Nur, ein Afrikaner bleibt ein Afrikaner, auch wenn er einen Deutschen Paß erhält und eine Frau bleibt so auch eine Frau, wenn sie sich einen männlichen Körper zulegt. Grundlage dieser totalen Mobilitätsvorstellung ist nämlich, daß der Mensch nur etwas rein Materiehaftes ist, das unbegrenzt form- und gestaltbar ist, so wie ein Bub aus Legobausteinen heutzutage fast alles erbauen kann, denn alles baut sich aus den gleichen Grundelementen auf.

Nur das Identitätsstiftende, die Seele widersetzt sich dem, denn sie ist immer schon etwas rein Individuelles, das als solche seine Individualität nicht verlieren kann. Diese Individualität ist aber immer ihr Bestimmtsein, daß sie, wenn sie eine männliche Seele ist, keine weibliche ist und das dann auch nicht werden kann. Diese Individualität der Seele als mannigfache Bestimmtheit ist ja gerade die denknotwendige Voraussetzung individuiertem Erlebenkönnens. Noch so viele Ereignisse und Widerfahrnisse können aus etwas Nichtindividuellem etwas Individuelles entstehen lassen.

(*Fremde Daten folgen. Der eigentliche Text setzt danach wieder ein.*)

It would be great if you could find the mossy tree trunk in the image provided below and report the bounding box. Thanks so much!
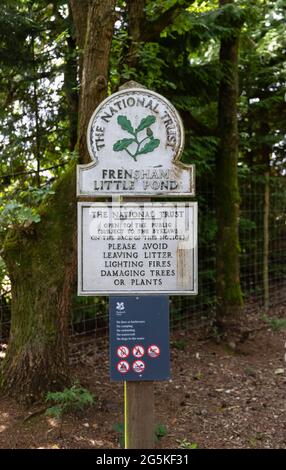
[216,0,243,331]
[1,0,116,402]
[1,169,76,402]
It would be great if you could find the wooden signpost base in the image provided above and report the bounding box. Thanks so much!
[124,382,154,449]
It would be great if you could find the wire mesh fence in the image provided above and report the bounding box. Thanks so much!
[0,176,286,355]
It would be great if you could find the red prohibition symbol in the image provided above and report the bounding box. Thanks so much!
[116,346,129,359]
[132,361,145,374]
[147,344,161,359]
[132,344,145,358]
[117,361,130,374]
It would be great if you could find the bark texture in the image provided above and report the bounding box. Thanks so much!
[0,0,116,402]
[71,0,116,163]
[1,169,76,402]
[216,0,243,329]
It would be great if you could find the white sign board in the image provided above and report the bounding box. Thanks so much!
[77,88,195,196]
[78,202,197,295]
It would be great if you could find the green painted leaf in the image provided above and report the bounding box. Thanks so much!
[138,139,160,155]
[117,116,134,134]
[136,115,156,132]
[113,139,134,152]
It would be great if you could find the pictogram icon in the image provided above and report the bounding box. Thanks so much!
[116,345,129,359]
[132,360,145,374]
[117,361,130,374]
[147,344,161,359]
[132,344,145,358]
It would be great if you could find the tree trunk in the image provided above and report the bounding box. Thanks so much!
[71,0,116,163]
[1,169,76,402]
[0,0,116,402]
[263,171,270,313]
[216,0,243,330]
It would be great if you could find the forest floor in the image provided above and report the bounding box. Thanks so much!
[0,305,286,449]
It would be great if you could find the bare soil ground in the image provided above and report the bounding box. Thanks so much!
[0,306,286,449]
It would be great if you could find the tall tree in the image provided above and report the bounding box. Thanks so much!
[216,0,243,329]
[1,0,116,400]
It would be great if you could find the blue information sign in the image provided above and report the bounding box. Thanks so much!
[109,296,170,381]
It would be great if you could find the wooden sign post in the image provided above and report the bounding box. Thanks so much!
[77,83,197,449]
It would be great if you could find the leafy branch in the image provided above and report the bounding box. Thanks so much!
[113,115,160,162]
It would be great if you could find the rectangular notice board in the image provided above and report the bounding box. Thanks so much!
[109,296,170,381]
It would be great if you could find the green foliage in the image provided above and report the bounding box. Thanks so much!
[46,384,95,418]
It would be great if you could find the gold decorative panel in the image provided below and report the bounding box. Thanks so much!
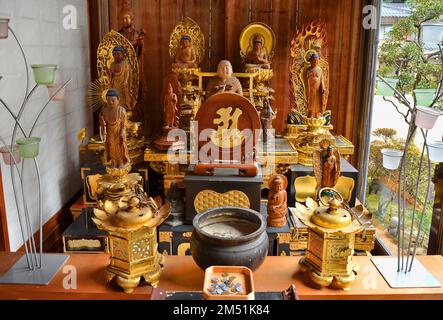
[111,237,129,261]
[194,190,251,213]
[131,238,151,262]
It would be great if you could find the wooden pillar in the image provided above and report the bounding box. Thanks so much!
[428,163,443,255]
[0,169,11,251]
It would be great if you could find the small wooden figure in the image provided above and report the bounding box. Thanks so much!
[268,174,288,228]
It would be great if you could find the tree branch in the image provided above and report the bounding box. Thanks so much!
[383,97,410,124]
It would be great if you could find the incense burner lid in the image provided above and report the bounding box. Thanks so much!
[311,201,352,229]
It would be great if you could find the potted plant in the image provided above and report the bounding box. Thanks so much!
[17,137,41,159]
[427,140,443,163]
[31,64,57,85]
[0,145,21,166]
[377,66,399,97]
[381,149,403,170]
[378,0,443,123]
[0,18,9,39]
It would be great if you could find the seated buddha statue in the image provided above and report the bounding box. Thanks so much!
[206,60,243,98]
[172,34,197,68]
[245,33,271,72]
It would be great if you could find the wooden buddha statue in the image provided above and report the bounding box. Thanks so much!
[268,174,288,228]
[118,1,145,60]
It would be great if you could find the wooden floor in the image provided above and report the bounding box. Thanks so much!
[0,253,443,300]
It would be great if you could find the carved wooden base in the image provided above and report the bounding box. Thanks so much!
[299,257,360,290]
[194,163,258,177]
[105,252,165,293]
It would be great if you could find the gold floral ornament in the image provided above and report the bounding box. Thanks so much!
[88,30,140,110]
[169,17,205,66]
[289,21,329,116]
[240,22,276,61]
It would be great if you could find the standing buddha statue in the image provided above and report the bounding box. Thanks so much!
[268,174,288,228]
[110,46,137,111]
[118,1,145,60]
[99,89,130,169]
[306,53,327,118]
[321,147,339,188]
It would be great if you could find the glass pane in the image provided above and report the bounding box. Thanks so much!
[366,2,443,254]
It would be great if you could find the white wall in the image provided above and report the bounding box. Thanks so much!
[0,0,92,251]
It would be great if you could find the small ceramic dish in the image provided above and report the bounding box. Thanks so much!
[203,266,255,300]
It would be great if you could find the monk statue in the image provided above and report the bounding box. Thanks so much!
[206,60,243,98]
[163,82,179,130]
[306,53,328,118]
[268,174,288,228]
[260,98,275,144]
[110,46,137,111]
[245,33,271,72]
[321,146,339,188]
[118,2,145,60]
[99,89,130,169]
[172,34,197,68]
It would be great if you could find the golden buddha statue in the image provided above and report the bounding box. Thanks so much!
[306,53,328,118]
[206,60,243,98]
[321,146,340,188]
[110,45,137,111]
[172,34,197,68]
[268,174,288,228]
[163,82,179,130]
[245,33,271,72]
[99,89,130,169]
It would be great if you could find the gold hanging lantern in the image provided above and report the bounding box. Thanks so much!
[291,188,364,290]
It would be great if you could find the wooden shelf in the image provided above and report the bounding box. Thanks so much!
[0,253,443,300]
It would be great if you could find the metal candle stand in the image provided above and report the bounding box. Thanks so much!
[371,77,441,288]
[0,26,71,285]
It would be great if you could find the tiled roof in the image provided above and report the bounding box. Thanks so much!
[381,3,411,18]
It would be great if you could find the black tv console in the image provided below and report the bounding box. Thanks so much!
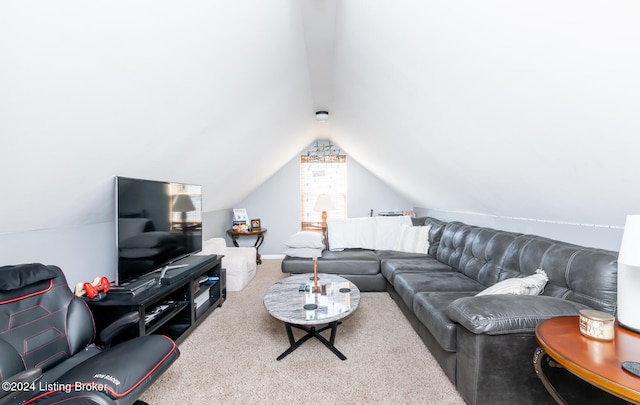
[87,255,227,343]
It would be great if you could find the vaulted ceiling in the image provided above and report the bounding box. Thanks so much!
[0,0,640,233]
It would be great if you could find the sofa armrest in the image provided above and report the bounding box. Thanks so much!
[447,294,590,335]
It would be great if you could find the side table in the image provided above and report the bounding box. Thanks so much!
[533,316,640,404]
[227,228,267,264]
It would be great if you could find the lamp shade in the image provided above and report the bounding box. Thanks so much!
[313,194,336,211]
[173,194,196,212]
[618,215,640,266]
[316,111,329,122]
[618,215,640,332]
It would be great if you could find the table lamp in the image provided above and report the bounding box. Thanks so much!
[618,215,640,332]
[173,194,196,232]
[313,193,336,245]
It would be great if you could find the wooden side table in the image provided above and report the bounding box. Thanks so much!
[227,228,267,264]
[533,316,640,404]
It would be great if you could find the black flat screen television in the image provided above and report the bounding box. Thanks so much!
[115,177,202,286]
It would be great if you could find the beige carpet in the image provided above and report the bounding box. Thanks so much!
[141,260,464,405]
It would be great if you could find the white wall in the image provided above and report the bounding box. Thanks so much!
[234,140,411,255]
[0,221,117,286]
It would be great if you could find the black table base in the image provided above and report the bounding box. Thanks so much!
[276,321,347,361]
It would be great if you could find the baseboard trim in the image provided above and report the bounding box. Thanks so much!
[260,254,285,259]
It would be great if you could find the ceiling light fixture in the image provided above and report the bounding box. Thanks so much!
[316,111,329,122]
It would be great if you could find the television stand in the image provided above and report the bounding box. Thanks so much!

Auch setzt jedes Tuen das Ich als Subjekt aller Prädikate voraus und dieses allein gibt allen Prädikaten die subjektive Einfärbung alles Tuens und Erleidens.

Wo aber die Seele verneint wird, der Mensch nur noch als etwas rein Materialistisches angesehen wird, da kann er sich selbst zum bloßen Objekt seiner Kreativität werden, alles Mögliche aus sich zu machen, weil er gar kein Selbst mehr sein will, sondern nur noch eine unlimitierte Potentialität.